Mayk.it wants to help people easily produce, own, and share music that they can create using just their phone. Users can upload their own beat or select an existing beat from another user, then add vocals (voice effects and somewhat corny lyric generators are available if you’re shy), and then add a visual from Giphy. Once you make (or, “mayk”) something, you can post it on the app, where other users can see it via a discovery page, which categorizes music by feeling or theme, rather than genre.

Mayk.it also poses “ideas,” or prompts to spur creativity, like “What is your pet thinking about right now?” or “Make a song about your first crush.” There’s also a Tinder-like tab that lets you swipe left or right on songs — if you really like it, you can leave a comment (called an “encouragement” in an attempt to keep things supportive) or remix it.

Of course, for creators who might want to get a bit more serious about their creations, remixing and collaborating poses a question of ownership — if someone writes a beat and another user sings over it, who owns it? While you can’t monetize music on mayk.it, you have the right to export it and sell it elsewhere. Henriquez said that anyone involved in the creation of an audio clip or song on the app gets an equal cut, so the beat-maker would get 50% of any profit, and the singer would get 50%. Mayk.it doesn’t take a cut.

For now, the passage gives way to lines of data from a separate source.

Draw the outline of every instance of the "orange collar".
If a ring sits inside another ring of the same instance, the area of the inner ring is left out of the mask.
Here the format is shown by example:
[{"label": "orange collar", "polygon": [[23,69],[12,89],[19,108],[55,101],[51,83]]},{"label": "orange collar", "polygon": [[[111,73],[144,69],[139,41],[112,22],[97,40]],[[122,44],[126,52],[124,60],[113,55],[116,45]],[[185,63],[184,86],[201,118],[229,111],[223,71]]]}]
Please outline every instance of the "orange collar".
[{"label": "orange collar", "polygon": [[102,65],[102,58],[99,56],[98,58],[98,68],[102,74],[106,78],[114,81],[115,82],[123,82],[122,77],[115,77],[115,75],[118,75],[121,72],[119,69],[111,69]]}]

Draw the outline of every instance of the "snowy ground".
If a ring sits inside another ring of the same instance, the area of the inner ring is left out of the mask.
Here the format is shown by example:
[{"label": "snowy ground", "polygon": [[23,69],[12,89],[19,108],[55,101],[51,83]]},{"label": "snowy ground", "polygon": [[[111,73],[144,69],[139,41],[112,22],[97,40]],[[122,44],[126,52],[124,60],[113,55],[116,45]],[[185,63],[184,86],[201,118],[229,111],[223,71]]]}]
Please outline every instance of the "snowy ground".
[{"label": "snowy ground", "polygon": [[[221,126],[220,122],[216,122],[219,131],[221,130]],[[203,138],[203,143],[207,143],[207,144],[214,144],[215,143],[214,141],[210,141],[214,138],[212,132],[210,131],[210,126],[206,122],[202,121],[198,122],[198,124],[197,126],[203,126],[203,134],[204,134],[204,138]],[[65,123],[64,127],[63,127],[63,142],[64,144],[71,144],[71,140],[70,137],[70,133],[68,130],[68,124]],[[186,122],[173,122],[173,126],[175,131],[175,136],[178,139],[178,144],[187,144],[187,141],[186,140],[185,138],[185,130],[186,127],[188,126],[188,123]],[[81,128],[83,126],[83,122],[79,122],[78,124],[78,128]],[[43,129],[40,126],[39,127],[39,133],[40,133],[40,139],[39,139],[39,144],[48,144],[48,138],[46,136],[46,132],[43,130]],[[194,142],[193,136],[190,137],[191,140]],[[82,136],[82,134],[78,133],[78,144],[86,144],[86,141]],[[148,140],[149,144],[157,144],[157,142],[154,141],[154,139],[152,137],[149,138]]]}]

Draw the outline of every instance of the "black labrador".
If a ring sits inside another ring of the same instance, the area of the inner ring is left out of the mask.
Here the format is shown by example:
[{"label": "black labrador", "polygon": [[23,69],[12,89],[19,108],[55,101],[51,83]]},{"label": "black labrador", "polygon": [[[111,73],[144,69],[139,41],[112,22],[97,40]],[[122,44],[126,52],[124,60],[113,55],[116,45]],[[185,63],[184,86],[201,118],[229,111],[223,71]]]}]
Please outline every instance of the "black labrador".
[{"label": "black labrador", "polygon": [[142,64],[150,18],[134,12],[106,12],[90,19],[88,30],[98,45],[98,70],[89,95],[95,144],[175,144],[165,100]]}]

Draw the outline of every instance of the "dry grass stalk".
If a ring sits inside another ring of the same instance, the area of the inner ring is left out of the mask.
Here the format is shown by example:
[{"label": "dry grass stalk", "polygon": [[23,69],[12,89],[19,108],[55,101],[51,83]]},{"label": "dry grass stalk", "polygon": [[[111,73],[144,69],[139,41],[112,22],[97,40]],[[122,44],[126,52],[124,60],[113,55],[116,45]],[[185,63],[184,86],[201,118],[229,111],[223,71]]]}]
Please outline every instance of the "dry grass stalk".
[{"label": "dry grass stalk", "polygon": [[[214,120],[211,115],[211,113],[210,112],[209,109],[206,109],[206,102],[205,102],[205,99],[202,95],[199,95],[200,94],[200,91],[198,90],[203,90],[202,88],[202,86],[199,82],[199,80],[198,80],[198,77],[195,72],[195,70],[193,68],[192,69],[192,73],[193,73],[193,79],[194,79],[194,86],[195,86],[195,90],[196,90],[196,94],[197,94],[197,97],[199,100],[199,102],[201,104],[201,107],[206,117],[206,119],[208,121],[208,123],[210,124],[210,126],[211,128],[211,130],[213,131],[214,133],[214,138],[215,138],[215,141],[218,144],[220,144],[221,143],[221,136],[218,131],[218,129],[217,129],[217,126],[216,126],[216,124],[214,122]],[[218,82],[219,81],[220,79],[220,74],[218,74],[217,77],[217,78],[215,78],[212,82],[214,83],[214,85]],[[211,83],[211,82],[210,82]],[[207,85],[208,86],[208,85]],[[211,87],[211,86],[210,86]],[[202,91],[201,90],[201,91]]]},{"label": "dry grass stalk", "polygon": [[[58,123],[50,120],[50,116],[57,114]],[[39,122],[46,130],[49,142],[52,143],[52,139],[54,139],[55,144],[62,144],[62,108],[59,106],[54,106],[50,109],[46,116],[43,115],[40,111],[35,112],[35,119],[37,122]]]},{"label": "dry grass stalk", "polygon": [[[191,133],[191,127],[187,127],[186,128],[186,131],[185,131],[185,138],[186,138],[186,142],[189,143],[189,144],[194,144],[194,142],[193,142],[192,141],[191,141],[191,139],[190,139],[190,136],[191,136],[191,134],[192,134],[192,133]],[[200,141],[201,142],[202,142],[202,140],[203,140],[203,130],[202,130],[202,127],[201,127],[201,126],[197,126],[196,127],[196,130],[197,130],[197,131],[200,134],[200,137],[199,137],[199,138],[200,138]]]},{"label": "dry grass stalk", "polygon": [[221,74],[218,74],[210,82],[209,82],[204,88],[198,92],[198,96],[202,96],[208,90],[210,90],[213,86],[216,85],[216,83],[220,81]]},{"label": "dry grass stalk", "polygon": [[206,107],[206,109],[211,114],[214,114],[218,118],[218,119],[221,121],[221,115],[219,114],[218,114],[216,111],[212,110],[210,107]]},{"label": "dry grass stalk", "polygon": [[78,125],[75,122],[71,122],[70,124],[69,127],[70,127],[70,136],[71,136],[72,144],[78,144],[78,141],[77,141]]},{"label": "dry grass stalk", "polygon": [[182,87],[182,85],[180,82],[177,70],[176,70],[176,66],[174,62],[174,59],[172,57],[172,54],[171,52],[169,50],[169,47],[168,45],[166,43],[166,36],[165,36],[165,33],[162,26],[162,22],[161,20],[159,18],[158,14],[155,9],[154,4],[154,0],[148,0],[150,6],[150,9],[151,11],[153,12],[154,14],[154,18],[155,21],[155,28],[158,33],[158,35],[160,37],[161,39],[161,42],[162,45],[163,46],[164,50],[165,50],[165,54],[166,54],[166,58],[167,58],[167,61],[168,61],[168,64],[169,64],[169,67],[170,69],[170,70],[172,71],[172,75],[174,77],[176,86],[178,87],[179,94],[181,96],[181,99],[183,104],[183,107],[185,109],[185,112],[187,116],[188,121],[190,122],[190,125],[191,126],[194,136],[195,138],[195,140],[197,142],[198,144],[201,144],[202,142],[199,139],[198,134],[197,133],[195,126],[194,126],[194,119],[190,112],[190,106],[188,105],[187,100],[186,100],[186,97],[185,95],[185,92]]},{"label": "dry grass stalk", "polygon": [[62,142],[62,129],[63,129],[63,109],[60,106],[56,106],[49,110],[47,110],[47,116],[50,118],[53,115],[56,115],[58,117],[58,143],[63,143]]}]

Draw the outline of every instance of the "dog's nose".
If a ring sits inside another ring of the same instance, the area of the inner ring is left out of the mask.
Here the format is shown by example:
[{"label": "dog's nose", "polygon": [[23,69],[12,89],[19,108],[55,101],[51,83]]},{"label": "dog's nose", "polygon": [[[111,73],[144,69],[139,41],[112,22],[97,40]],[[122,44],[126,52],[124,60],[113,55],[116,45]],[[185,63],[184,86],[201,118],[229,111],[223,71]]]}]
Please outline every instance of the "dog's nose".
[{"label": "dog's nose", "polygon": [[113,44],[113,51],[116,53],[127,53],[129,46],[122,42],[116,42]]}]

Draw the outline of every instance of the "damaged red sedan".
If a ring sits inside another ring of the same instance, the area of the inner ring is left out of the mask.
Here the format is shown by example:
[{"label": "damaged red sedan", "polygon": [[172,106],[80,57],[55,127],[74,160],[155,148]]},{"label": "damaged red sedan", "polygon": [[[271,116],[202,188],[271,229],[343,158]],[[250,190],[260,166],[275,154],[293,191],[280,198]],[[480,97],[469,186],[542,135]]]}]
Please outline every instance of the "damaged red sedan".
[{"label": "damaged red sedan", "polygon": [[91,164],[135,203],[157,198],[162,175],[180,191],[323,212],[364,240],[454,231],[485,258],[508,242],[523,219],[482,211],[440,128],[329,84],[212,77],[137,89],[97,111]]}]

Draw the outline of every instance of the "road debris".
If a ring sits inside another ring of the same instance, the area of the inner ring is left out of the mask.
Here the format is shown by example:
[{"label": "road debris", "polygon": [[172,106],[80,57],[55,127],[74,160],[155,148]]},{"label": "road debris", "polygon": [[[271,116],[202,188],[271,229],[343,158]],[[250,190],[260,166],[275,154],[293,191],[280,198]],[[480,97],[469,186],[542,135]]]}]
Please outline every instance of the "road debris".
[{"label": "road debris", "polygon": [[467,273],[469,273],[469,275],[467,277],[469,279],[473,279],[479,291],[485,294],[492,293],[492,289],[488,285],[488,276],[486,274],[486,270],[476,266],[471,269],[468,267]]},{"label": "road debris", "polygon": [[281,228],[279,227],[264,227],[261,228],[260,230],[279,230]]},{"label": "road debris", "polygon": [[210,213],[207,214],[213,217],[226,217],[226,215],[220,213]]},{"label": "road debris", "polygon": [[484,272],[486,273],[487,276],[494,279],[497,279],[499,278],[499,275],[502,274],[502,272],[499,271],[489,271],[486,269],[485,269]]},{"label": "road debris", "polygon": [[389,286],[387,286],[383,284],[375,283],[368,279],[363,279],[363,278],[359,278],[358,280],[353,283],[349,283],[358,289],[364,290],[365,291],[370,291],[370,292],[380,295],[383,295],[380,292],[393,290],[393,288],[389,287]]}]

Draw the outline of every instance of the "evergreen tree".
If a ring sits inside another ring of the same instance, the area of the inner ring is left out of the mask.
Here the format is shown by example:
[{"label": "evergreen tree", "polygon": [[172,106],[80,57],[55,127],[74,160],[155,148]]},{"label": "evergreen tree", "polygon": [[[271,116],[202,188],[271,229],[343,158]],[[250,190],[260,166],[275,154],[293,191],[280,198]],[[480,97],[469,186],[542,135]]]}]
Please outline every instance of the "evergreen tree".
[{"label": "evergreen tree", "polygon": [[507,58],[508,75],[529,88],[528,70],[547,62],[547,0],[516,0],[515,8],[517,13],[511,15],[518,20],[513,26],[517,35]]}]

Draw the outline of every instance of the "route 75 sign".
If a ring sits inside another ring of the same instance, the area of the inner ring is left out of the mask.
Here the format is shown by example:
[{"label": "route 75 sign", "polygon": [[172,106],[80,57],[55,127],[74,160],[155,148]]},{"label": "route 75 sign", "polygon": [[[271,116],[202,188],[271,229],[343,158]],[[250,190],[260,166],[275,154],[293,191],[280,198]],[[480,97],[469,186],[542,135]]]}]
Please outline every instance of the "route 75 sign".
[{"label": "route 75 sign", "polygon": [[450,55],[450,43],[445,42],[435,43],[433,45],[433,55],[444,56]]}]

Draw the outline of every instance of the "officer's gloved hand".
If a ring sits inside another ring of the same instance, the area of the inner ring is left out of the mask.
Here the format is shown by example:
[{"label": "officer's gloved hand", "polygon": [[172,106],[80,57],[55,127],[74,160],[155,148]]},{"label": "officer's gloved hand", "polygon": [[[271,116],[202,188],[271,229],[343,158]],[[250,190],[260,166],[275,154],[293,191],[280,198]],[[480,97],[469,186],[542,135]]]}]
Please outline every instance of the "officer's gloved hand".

Right now, the mayk.it doesn’t have in-app purchases, but Henriquez said that down the road, it could be possible to profit from working with brands or establishing an in-app marketplace. For now, mayk.it is focused on using its seed funding to add new features, improve the product and build a tool that inspires creativity — Henriquez added that, as an LGBTQ+ founder, it’s important to him that users can find community on the app through its social features.

“When I worked at YouTube, you really needed to know Adobe Premiere and After Effects,” said Henriquez. “And what I learned since Musical.ly and TikTok is that you could be a video creator or an actor without having to go through all these things. I think Roblox is doing that now with games, and Canva is doing that with design tools.”

Mayk.it wants to be like a Roblox or Canva for music composition and sharing. You can’t currently create something on mayk.it that sounds like it came from an artist who’s mastered Ableton, but something from mayk.it could easily make the rounds on TikTok.

Though mayk.it is now in the App Store, there’s a waitlist to gain access — but you can also test your skills with a “vibe check,” which invites you to make a song and see if existing users will right-swipe you in. Not to brag, but we passed.